The bread-nuts look on the outside like the bread-fruit, but the inside contains a great mass of closely packed nuts like large chestnuts. These are not good raw, but are fine when baked or boiled.

ANNOTTO.

We have often heard people speak of butter and cheese being colored, but did not know that the dairyman was obliged to send to the West Indies for his dye. The bush which provides it is called the annotto or annatto. It grows to the size of the quince tree. The leaves are heart-shaped; and the rosy flowers are followed by fuzzy red-and-yellow pods, something like chestnut burs.

These small burs are filled with a crimson pulp containing many seeds. This pulp is immersed in water a few weeks, strained and boiled to a paste. The paste is made into cakes and dried in the sun. Then it comes to our country and appears upon our tables in butter or cheese.
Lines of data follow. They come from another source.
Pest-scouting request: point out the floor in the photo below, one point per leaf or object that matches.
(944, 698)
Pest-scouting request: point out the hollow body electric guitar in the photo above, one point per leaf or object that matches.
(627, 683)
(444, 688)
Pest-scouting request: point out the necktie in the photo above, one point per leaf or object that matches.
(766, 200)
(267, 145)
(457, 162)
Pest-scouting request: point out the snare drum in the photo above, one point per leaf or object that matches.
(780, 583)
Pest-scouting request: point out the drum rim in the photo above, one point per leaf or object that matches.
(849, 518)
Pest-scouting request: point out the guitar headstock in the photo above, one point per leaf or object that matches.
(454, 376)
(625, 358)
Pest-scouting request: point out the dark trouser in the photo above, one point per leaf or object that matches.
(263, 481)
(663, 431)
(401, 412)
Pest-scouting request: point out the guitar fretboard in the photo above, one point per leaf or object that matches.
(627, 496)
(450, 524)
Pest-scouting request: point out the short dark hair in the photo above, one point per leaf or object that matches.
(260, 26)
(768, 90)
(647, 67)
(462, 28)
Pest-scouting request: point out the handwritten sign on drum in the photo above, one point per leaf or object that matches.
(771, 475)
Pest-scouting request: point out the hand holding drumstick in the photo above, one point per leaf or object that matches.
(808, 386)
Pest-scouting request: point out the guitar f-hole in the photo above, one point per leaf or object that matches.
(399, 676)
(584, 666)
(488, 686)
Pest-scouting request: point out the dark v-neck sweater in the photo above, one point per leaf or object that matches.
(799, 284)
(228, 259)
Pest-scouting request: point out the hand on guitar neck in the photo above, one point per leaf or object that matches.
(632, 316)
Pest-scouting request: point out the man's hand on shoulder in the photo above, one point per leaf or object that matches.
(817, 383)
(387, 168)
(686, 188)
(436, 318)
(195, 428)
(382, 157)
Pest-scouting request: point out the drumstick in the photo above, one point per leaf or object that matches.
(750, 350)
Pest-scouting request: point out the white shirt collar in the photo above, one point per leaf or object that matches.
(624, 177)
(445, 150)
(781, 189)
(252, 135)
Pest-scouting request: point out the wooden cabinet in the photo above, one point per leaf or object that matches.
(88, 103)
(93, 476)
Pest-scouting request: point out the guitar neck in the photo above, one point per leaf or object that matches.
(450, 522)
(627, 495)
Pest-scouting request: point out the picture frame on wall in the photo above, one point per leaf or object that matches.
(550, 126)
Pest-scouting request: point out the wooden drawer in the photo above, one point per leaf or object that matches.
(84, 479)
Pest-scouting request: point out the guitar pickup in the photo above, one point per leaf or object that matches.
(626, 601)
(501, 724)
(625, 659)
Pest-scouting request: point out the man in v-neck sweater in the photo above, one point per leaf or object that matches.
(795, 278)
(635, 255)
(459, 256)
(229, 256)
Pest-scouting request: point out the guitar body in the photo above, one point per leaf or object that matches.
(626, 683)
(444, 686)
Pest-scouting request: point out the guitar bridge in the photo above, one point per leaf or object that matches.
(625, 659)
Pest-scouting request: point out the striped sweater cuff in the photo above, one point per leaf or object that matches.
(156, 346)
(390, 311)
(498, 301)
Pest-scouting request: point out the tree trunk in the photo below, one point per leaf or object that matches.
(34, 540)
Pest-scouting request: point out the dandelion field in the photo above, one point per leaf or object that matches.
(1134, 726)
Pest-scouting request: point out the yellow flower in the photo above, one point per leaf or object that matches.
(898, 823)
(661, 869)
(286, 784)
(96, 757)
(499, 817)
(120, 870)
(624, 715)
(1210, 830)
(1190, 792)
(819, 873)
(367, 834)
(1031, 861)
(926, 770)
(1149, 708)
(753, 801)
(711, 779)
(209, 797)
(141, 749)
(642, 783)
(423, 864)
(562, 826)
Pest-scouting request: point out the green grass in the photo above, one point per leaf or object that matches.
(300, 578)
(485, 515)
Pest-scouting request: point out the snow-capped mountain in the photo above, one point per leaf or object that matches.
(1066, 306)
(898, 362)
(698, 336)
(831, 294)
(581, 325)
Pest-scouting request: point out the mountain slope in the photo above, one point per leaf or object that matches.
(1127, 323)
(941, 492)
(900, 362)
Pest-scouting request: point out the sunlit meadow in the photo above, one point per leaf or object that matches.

Can you tell me where bay rum comes from? We have often wondered, and find here an answer to the question. It is furnished by the bay tree, which grows here. The leaves are distilled and the oil extracted from them to furnish this perfume for the bath.

SPICES.

Spices, in some form, are served every day upon our table; yet few of us know where they come from, or where, how, or upon what they grow.

We have heard of the Spice Islands, perhaps, and we just take it for granted that they all grow there. We are very much surprised, then, to find many of the spices in Puerto Rico.

ALLSPICE, OR PIMENTO.

The pimento spice is native to this soil. The groves of these trees are beautiful. The trees grow to a height of thirty feet, their stems are smooth and clean, and their leaves glossy.